Perante a tristeza do Pedro, os aldeões deram-lhe uma lição e explicaram que não o ajudaram porque pensaram que se tratava de mais uma brincadeira. Então Pedro percebeu que com coisas sérias não se deve brincar para sermos levados a sério quando for necessário.
Ilustração Diogo Bernardo Sousa
O Pedro mentia muito, dizendo que o lobo atacava as suas ovelhas. Quando o lobo as atacou, ninguém acreditou nele. Eu não quero ser como o Pedro.
Eu digo sempre a verdade aos meus pais e eles acreditam em mim. A verdade é dizer sempre o que acontece. Quando mentimos, ninguém acredita em nós.
Camila Loureiro, 10.ºI

Devemos dizer sempre a verdade. Mentir é muito feio.
Eu não costumo mentir, porque me porto bem e sou bem-educado. Digo a verdade ao pai e à mãe.
Diogo Sousa, 11.ºC

A verdade é importante e nunca se dever mentir. Devemos ser sinceros e honestos com as pessoas. As consequências da mentira são ninguém acreditar em nós e deixarmos de ter amigos.
Eu digo sempre a verdade, principalmente ao meu irmão, aos meus pais e aos meus avós. Eu nunca gostei de mentir, nem que me mentissem. Gosto de pessoas verdadeiras e autênticas. Luísa Saraiva, 12.ºD

Devemos dizer sempre a verdade e não mentir para que as pessoas acreditem em nós. Se mentirmos muitas vezes, quando estivermos a dizer a verdade podem não acreditar no que dizemos.
Também devemos dizer sempre a verdade os nossos pais, avós, tias e professores.

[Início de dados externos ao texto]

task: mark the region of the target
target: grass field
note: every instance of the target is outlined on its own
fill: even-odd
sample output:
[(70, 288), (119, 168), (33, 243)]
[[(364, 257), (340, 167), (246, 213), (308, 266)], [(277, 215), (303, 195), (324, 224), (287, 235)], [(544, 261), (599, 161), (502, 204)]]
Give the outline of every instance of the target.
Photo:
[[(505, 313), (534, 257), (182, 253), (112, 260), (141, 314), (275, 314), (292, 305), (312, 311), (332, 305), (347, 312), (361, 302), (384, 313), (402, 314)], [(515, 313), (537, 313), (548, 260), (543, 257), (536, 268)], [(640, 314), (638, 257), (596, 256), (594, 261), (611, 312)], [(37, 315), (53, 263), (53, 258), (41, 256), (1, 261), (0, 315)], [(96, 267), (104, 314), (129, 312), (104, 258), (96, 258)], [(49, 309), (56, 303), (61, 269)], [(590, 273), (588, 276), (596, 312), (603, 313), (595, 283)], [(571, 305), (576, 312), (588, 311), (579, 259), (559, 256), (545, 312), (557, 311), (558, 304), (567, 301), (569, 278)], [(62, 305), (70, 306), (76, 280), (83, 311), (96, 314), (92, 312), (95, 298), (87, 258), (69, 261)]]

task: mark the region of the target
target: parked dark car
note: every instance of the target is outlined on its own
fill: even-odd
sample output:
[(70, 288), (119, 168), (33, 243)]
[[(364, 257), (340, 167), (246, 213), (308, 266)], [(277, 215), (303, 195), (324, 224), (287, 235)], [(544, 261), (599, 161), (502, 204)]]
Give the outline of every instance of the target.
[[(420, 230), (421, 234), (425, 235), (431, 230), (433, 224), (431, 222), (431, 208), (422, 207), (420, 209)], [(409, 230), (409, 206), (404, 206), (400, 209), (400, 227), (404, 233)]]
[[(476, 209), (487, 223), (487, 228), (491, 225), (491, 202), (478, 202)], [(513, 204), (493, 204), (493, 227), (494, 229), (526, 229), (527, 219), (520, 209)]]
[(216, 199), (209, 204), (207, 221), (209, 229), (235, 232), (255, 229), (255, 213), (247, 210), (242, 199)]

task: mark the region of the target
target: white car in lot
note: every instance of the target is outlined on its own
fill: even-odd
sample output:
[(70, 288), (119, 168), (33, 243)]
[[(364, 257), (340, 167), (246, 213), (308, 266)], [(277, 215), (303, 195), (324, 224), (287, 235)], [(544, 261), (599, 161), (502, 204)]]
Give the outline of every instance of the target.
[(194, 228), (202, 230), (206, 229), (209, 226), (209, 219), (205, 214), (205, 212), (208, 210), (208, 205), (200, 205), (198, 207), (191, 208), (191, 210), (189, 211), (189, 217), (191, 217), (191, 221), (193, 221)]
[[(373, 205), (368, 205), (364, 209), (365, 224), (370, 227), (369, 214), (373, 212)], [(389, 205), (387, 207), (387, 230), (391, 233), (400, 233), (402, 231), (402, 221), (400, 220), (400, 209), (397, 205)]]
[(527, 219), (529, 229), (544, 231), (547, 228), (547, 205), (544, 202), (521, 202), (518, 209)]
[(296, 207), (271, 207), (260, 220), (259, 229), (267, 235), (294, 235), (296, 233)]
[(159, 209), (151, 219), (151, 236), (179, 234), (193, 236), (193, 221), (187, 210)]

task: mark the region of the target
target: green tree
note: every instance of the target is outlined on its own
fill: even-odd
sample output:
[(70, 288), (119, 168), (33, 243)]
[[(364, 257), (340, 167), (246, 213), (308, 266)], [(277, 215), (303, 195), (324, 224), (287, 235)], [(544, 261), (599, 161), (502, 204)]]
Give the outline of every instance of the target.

A mentira nunca compensa.
Marco Rosário, 12.ºC

A verdade é sempre uma forma de respeito e sinceridade. É o contrário da mentira. Sermos verdadeiros é mostrar o melhor que há dentro de cada um de nós.
Eu tento sempre ser verdadeiro e correto com os outros.
Marco Costa, 11.ºF

Responsabilidade

Ilustração Diogo Bernardo Sousa
A cigarra e a formiga
Disse então a formiga:
– Amiga cigarra, eu avisei-te para armazenares comida. Enquanto eu trabalhei durante o verão e outono para ter comida e poder passar o inverno tranquilamente, tu não me deste ouvidos e só cantavas. Assim, agora… continua a cantar e a dançar!
A cigarra não trabalhou durante todo o verão, porque andava sempre a tocar violino enquanto a formiga trabalhava. Assim, a cigarra foi muito irresponsável e no inverno não tinha nada para comer.
Esta história mostra-nos como devemos ser trabalhadores e responsáveis. Eu tento ser responsável na escola e em casa. Sou bem-educada, bem-comportada e amiga dos outros. Cumpro as minhas tarefas e ajudo os meus amigos quando precisam de mim.
Camila Loureiro, 10.ºI

Eu sou responsável porque eu cumpro as minhas tarefas na escola.
Diogo Sousa, 11.º C

A cigarra não foi responsável, só queria tocar guitarra e, quando chegou o inverno, não tinha comida.
Ser responsável é cumprir com as nossas obrigações e tratar das coisas a tempo.
Eu sou responsável quando estou na escola e na biblioteca. E sou competente quando dou um recado a alguém. Quando as pessoas não são responsáveis sofrem as consequências, como precisar sempre da ajuda dos outros.
Luísa Saraiva, 12.º D

Ser responsável é ser capaz de cumprir com as nossas obrigações e trabalhar para alcançar os nossos objetivos. Nós somos responsáveis pelas nossas ações.
Eu sou responsável porque quando tenho um objetivo não desisto e empenho-me, como aconteceu no exame de código.
Marco Costa, 11.º F

A cigarra só tocou e dançou e não recolheu mantimentos para o inverno. A formiga trabalhou sempre. No inverno, a cigarra quase morreu de fraqueza, mas a formiga ajudou-a.
Não devemos ser como a cigarra e devemos trabalhar para sermos independentes. Eu também trabalho muito nos campos para ajudar os meus avós.
Ser responsável também é fazer o que nos mandam. Somos responsáveis pelas nossas coisas, pelo dinheiro e devemos ser responsáveis na escola e no trabalho.
Eu sou responsável na escola e na Coape.
Marco Rosário, 12.º C

Persistência

Ilustração Diogo Bernardo Sousa
A lebre e a tartaruga
A Tartaruga começou a andar no seu passo lento e miudinho, nunca parando pelo caminho, direto até à meta.
A Lebre largou veloz, mas algum tempo depois deitou-se à beira do caminho e adormeceu. Quando acordou, recomeçou a correr o mais rapidamente que pode. Mas já era tarde… Quando chegou à meta, verificou que a Tartaruga tinha ganho a aposta e que já estava a descansar confortavelmente.
O que é ser persistente? É nunca desistir.
Eu acho que sou persistente, porque nunca desisto do que faço nas aulas e em casa.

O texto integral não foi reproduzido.